For all stories about heat engines running between smaller temperature differences, the smaller the temperature difference, the less excited you should be. For example, I have a device that reaches the Carnot efficiency across temperature gaps of 0K! HINT: It's a rock. Or a paper clip. Or a wet tissue. Or...

Can anyone explain the importance of this to someone with no understanding of physics?

I didn't see in the article a T_low or T_high where this device was operational. Normally TEGs work well with high temperature differences (attached to the side of a hot wire pipe with a heat sink on the opposite side), and they work poorly at lower temps (room temp). Anyone know what temperature range this device is made for?

Misleading title:

> high-power density of 12 microwatts per 1cm2

The article says:

> shortened the silicon nanowires to 0.25nm

That's a very short wire. Isn't that about the diameter of a silicon atom?
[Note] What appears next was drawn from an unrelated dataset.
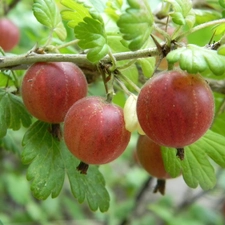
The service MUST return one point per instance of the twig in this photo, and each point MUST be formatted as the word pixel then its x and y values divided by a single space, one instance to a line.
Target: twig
pixel 23 61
I thought the smallest wires we could make on silicon were about 20nm _wide_.

12 microwatts per 1 cm2

Could this make radioactive batteries more feasible?

By bringing the temperature differential down, we could use a fairly weak heat source to charge up a device.

Would we be able to use a tiny amount of shielded radioactive material to provide a constant heat source and use that heat for the temperature differential?

Wonder how useful this might be for space travel.

Spaceships are essentially thermos bottles (metal tube surrounded by vacuum).

So lots of surface with large temperature differences.

>> For instance, it may be possible to charge your smartwatch during your morning jog someday.

Already possible using 1970s mechanical tech. Or solar. Im sure there are uses, but dont go with wristwatches for your explanations.